Total cost (per meal serving 2): $6.13
Here are two menus for—well, not the price of one, but, I'd say, for the work of one. Broil a pound of flank steak to serve as two dinners (or one dinner and one lunch) for two people. The first meal is warm flank steak with carrot salad and sautéed chard. The second meal is a lentil salad full of tender bits of carrot and chard stem and topped with slices of leftover flank steak. Put the lentils on to simmer while you prepare everything else, and by the time tonight's dinner is ready, tomorrow's will be, too.
These dishes are very simply flavored but easy enough to tweak with your favorite spices or whatever fresh herbs happen to be around. Many of you could probably make these meals in your sleep, but I've written instructions out below since this kind of choreography helped me when I was learning how to cook. If you know that four ounces of meat and a heap of vegetables will not fill you up, you should be able to add a slice of cheese or a loaf of bread without breaking the budget.
Until Colwin made me put flank steak under the broiler, I always had bad luck with those relatively inexpensive "steaks" (skirt, hanger, etc.) that we're told to cook quickly to vivid pinkness before slicing in some crucially specific way. No matter how carefully I followed instructions, my steaks were ruby raw in the middle and tough throughout. That Home Cooking magic made me give it another go, however, and I discovered a reliable and all but effortless way to put meat on the table. It isn't even a recipe: season a flank steak, broil 5 minutes per side, and let rest for 10 minutes before slicing very, very thinly on the diagonal. If you like very rare meat, you'll want to cook the steak 4 minutes per side or perhaps even a bit less, depending on your oven. I have the kind of broiler that is a drawer beneath my gas oven and cannot speak to this method's success with the kind of broiler that is at the top of an electric oven.
- 1 cup (7 ounces) lentils
- 1 bunch chard (mine weighed about 12 ounces)
- 1 pound carrots
- Olive oil
- Juice of 1 lemon
- 2 cloves garlic
- Sherry or red wine vinegar
Put the lentils in a pot, pour in water to cover by 3 inches, and bring to a boil. Add a pinch of salt and adjust the heat to hold a not-too-vigorous simmer. Cook until tender, 30-45 minutes.

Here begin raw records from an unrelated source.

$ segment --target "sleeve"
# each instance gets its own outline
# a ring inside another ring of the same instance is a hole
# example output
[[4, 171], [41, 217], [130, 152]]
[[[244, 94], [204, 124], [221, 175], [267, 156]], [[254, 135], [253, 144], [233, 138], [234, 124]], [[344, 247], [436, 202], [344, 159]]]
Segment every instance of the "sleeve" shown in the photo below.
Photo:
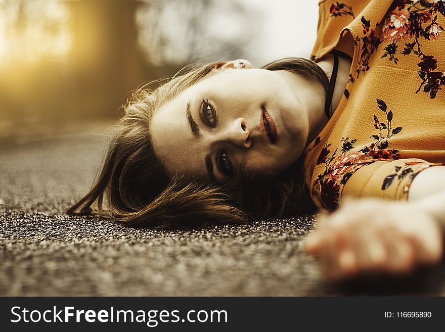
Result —
[[345, 183], [339, 204], [347, 197], [406, 201], [411, 183], [419, 173], [431, 166], [443, 165], [414, 158], [365, 165], [355, 170]]

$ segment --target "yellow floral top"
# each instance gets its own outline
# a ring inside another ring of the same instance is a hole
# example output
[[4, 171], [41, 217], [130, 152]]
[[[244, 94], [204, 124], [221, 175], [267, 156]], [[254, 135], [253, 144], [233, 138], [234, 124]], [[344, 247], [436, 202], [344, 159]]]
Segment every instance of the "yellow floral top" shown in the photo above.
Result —
[[312, 197], [331, 210], [347, 196], [406, 200], [420, 171], [445, 162], [445, 0], [319, 6], [313, 59], [349, 49], [352, 62], [340, 104], [305, 151]]

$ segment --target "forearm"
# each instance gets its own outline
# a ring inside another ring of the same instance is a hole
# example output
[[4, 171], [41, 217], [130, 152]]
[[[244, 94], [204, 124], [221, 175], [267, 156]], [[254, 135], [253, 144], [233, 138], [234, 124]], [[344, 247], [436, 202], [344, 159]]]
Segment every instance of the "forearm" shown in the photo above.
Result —
[[409, 201], [432, 215], [445, 232], [445, 166], [419, 173], [411, 184]]

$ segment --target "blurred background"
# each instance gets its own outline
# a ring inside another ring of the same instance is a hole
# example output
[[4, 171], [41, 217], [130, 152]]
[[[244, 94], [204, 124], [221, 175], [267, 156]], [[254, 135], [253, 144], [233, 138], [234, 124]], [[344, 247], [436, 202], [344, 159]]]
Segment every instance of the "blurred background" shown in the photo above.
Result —
[[0, 141], [109, 123], [191, 63], [308, 57], [318, 2], [0, 0]]

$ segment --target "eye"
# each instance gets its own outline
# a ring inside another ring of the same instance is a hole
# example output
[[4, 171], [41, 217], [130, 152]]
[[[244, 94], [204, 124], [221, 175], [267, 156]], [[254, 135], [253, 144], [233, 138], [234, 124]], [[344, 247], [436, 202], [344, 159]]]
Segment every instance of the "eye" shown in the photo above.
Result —
[[225, 150], [221, 150], [218, 155], [216, 164], [219, 171], [225, 175], [230, 176], [232, 175], [233, 167], [230, 158]]
[[208, 100], [202, 100], [200, 115], [202, 121], [209, 127], [214, 128], [216, 126], [216, 115], [215, 113], [215, 109]]

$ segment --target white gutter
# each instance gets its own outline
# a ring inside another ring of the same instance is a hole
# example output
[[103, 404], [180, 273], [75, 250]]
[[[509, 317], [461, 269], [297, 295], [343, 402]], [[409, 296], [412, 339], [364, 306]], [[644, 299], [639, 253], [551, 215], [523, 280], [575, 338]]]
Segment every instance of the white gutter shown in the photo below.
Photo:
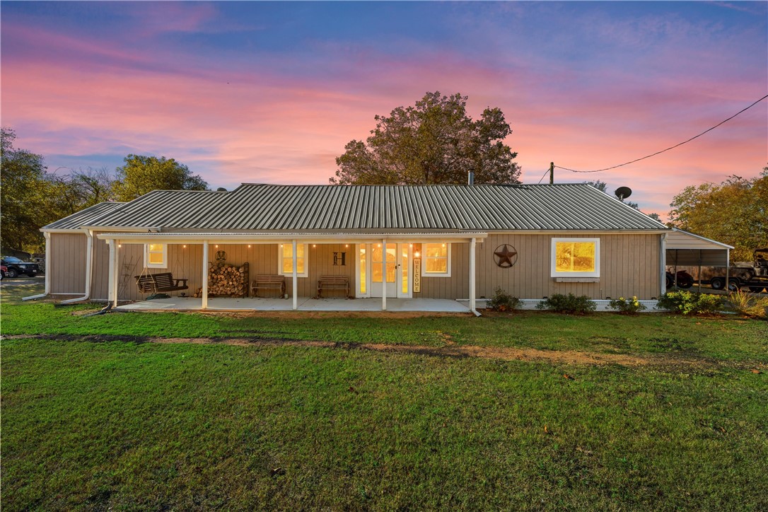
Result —
[[42, 293], [38, 293], [38, 295], [23, 297], [22, 300], [35, 300], [35, 299], [42, 299], [51, 292], [51, 274], [48, 273], [48, 269], [50, 268], [50, 265], [48, 263], [51, 261], [51, 233], [43, 233], [43, 236], [45, 237], [45, 291]]
[[[101, 240], [120, 239], [122, 243], [291, 243], [293, 239], [303, 243], [371, 243], [382, 239], [382, 233], [102, 233], [96, 235]], [[439, 239], [442, 242], [466, 243], [475, 238], [482, 240], [487, 233], [470, 232], [432, 233], [385, 233], [390, 243], [419, 243], [422, 241]]]
[[[85, 230], [85, 236], [88, 237], [88, 246], [85, 249], [87, 253], [85, 256], [85, 295], [82, 297], [76, 297], [75, 299], [69, 299], [68, 300], [62, 300], [60, 304], [71, 304], [72, 302], [79, 302], [83, 300], [88, 300], [91, 298], [91, 277], [93, 274], [93, 259], [94, 259], [94, 234], [91, 230]], [[48, 256], [46, 256], [45, 265], [48, 266]], [[48, 277], [48, 273], [45, 273], [46, 278]]]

While the lentils cook, prepare the other vegetables. Slice the ribs out of the chard. Chop the leaves into large bite-size pieces and wash. Wash the ribs. Scrub and peel the carrots.
Make the carrot salad. Put aside 1 or 2 carrots. Use a box grater or your food processor to grate the rest of the carrots (I find that the box grater produces the nicest texture, but it’s such a pain in the neck). Put 1 1/2 tablespoons olive oil and 1 1/2 tablespoons fresh lemon juice in a bowl large enough to hold the grated carrots, season with salt and pepper, and whisk to emulsify. Toss the grated carrots with this dressing; taste and correct seasoning if necessary.

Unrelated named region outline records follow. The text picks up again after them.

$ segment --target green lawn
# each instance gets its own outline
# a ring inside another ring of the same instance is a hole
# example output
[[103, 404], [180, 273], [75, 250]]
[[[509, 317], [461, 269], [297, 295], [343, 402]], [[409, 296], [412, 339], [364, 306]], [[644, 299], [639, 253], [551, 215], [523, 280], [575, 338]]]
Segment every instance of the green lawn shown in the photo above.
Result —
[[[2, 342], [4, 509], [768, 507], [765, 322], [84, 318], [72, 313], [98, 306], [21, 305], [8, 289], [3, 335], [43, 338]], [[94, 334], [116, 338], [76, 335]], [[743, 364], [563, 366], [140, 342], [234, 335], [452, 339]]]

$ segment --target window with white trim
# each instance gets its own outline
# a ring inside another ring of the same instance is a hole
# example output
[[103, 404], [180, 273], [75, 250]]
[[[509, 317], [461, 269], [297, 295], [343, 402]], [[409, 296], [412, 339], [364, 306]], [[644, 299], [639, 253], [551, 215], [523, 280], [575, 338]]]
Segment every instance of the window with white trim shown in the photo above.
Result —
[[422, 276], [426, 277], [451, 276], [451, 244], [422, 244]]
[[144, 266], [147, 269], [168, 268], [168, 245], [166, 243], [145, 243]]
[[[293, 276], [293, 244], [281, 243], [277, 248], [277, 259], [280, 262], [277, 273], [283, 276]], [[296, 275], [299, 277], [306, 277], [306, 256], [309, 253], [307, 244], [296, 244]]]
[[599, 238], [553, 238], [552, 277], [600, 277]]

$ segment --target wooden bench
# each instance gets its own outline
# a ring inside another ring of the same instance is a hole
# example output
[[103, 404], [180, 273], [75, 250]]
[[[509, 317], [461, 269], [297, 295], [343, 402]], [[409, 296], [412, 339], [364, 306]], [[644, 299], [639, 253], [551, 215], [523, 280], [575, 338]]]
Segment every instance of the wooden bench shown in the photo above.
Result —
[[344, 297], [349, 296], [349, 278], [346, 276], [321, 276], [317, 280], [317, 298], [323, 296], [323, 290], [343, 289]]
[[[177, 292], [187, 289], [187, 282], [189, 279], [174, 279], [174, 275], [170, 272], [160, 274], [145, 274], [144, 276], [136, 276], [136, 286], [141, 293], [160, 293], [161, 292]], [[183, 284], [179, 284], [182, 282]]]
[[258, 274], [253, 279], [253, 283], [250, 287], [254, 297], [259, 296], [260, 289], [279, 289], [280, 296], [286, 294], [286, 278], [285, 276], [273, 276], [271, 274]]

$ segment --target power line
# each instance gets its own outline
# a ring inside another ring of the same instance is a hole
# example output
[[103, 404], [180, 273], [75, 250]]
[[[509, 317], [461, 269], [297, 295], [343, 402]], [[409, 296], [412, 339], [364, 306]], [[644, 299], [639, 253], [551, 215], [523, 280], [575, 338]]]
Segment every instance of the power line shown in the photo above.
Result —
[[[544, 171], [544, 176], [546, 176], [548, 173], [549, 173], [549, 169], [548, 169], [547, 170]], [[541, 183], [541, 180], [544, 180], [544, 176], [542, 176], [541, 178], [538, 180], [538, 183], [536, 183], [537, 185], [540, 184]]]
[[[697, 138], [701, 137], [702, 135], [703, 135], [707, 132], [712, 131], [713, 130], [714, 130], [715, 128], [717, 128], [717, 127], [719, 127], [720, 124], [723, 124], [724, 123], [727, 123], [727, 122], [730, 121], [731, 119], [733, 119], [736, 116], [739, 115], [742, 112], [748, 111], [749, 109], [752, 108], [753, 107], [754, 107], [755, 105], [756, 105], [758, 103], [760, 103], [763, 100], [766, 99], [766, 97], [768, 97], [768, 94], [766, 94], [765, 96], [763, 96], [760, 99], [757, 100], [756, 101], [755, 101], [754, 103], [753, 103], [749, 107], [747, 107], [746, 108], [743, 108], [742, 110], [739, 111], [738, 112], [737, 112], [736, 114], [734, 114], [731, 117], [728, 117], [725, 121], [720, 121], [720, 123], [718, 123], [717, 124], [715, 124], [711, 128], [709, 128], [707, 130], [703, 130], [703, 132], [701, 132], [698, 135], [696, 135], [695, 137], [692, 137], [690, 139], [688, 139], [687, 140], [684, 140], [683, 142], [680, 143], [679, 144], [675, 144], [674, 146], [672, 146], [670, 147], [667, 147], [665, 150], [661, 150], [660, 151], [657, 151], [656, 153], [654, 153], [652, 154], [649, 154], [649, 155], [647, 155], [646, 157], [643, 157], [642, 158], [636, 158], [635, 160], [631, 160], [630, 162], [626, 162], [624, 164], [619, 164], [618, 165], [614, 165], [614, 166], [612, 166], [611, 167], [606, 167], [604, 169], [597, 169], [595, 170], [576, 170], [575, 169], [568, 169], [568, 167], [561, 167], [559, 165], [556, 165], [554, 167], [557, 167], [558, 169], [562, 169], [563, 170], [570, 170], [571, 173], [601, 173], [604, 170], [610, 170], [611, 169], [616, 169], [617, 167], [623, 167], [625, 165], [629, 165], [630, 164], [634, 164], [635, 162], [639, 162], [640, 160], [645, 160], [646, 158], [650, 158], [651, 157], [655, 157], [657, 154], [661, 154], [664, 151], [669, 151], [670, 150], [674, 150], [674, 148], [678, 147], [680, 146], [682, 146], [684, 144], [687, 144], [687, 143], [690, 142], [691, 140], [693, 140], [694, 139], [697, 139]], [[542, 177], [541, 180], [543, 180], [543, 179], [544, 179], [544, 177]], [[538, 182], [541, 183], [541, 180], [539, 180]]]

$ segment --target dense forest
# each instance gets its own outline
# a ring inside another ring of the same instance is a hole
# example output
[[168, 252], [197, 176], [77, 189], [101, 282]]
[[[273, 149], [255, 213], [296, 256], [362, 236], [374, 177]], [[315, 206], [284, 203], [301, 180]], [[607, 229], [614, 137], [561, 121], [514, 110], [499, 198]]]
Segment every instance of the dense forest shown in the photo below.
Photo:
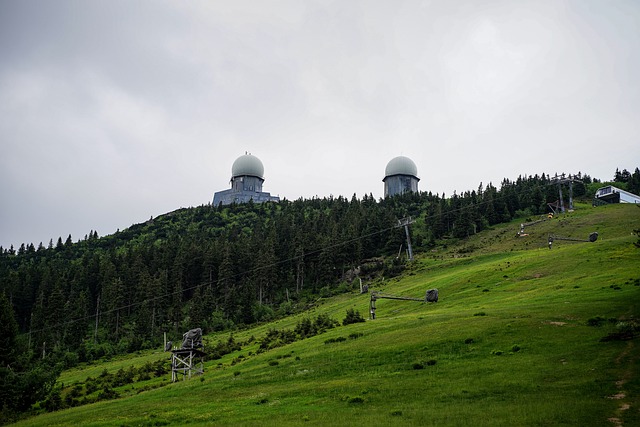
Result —
[[[573, 196], [590, 198], [601, 184], [578, 176]], [[614, 182], [637, 194], [640, 170], [616, 170]], [[405, 259], [401, 218], [414, 220], [413, 250], [421, 252], [545, 214], [557, 200], [558, 185], [543, 174], [448, 197], [204, 205], [103, 237], [91, 231], [76, 242], [0, 247], [0, 398], [5, 408], [24, 409], [52, 384], [51, 367], [156, 347], [165, 332], [179, 339], [194, 327], [286, 315], [355, 286], [356, 268], [365, 278], [397, 274]]]

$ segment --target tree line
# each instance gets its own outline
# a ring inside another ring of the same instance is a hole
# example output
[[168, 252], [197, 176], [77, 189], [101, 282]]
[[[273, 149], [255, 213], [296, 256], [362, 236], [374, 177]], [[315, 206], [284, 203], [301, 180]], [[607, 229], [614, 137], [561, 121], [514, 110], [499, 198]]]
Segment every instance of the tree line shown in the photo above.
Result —
[[[601, 185], [579, 176], [574, 197]], [[616, 170], [614, 183], [634, 191], [640, 171]], [[397, 274], [406, 242], [401, 218], [414, 220], [411, 240], [420, 253], [545, 214], [557, 199], [557, 185], [542, 174], [448, 197], [203, 205], [107, 236], [92, 230], [77, 242], [68, 236], [47, 246], [0, 247], [0, 398], [6, 410], [24, 410], [64, 367], [157, 347], [165, 332], [179, 339], [195, 327], [206, 333], [304, 309], [349, 289], [356, 267]]]
[[[585, 185], [574, 185], [574, 197], [594, 183], [581, 178]], [[373, 258], [385, 259], [378, 263], [383, 274], [394, 274], [405, 243], [400, 218], [415, 220], [411, 239], [419, 253], [445, 238], [546, 213], [557, 198], [543, 174], [449, 197], [421, 192], [179, 209], [108, 236], [91, 231], [77, 242], [68, 236], [46, 247], [0, 247], [0, 293], [33, 357], [73, 364], [157, 346], [164, 332], [175, 339], [193, 327], [268, 321], [344, 289], [346, 273]]]

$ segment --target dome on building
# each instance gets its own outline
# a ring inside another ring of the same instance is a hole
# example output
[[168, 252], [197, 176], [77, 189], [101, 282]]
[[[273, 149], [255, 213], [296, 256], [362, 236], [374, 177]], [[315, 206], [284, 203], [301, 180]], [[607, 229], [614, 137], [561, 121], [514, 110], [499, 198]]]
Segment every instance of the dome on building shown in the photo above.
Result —
[[387, 167], [384, 170], [385, 177], [393, 175], [410, 175], [418, 177], [418, 168], [408, 157], [398, 156], [394, 157], [387, 163]]
[[231, 176], [255, 176], [264, 179], [264, 166], [259, 158], [251, 154], [244, 154], [236, 159], [231, 166]]

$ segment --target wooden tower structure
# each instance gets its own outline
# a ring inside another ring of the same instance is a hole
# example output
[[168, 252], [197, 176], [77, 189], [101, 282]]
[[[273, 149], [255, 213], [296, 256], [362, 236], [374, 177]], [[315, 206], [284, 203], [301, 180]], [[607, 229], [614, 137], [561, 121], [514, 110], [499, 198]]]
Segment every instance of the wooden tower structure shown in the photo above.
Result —
[[191, 379], [204, 374], [202, 329], [191, 329], [183, 335], [182, 346], [171, 350], [171, 381]]

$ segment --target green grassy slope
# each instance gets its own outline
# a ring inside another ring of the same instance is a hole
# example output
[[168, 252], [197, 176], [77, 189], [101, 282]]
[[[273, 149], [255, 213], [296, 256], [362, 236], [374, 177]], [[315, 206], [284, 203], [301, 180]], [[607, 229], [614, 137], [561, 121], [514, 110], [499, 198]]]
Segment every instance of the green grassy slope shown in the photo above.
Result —
[[[372, 284], [412, 297], [438, 288], [438, 303], [378, 300], [376, 320], [257, 353], [269, 328], [292, 329], [305, 315], [368, 314], [368, 295], [326, 299], [310, 313], [236, 332], [242, 350], [207, 362], [202, 377], [142, 392], [123, 386], [125, 397], [19, 425], [640, 425], [637, 339], [601, 341], [637, 328], [639, 228], [640, 209], [629, 205], [579, 206], [522, 238], [517, 221], [495, 227]], [[549, 233], [586, 239], [592, 231], [595, 243], [547, 248]], [[145, 353], [61, 381], [166, 357]]]

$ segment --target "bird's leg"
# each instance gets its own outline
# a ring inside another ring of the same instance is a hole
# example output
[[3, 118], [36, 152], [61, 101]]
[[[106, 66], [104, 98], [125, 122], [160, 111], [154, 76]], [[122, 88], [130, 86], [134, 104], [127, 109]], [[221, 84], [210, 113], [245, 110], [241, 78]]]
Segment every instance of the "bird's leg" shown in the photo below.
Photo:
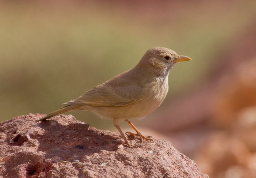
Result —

Prepare vegetables for the lentil salad. Cut the remaining carrot or carrots and the chard ribs into small dice, about 1/3 inch. Heat a tablespoon of olive oil in a small skillet or saucepan over medium heat. Add 1 clove of garlic, peeled and smashed, and push it around in the oil for about half a minute, until it is fragrant. Add the diced carrot and chard ribs, reduce the heat to medium low, and cook until tender, 5 to 10 minutes.
Cook the chard (if you are making the flank steak, now is a good time to broil it). Pour into a medium saucepan enough water just to cover its bottom and turn the heat to medium. When the water starts to steam, start tossing in handfuls of chard, allowing each one to wilt a bit before you add the next. When all the chard is in the pot, cover and cook for about 5 minutes, until the chard is tender but not yet limp. Drain the chard, push out as much liquid as possible with the back of a wooden spoon, and wipe out the pot. Heat a tablespoon of olive oil in the pot and add a peeled, smashed clove of garlic, as for the diced vegetables. When the garlic is fragrant, carefully put the steamed chard into the pot (if it is too wet, it will splatter) and stir until it is coated with oil, just a minute or so. Season with salt and pepper.
Check to see if the lentils are done. If they are, drain. You may assemble the lentil salad now or later. Toss the lentils with a tablespoon of vinegar, 2 tablespoons olive oil, and salt and pepper. If you made flank steak, you can add any juices under the resting meat to the lentils as well. Stir in the sautéed carrot and chard dice. The salad is good warm or at room temperature.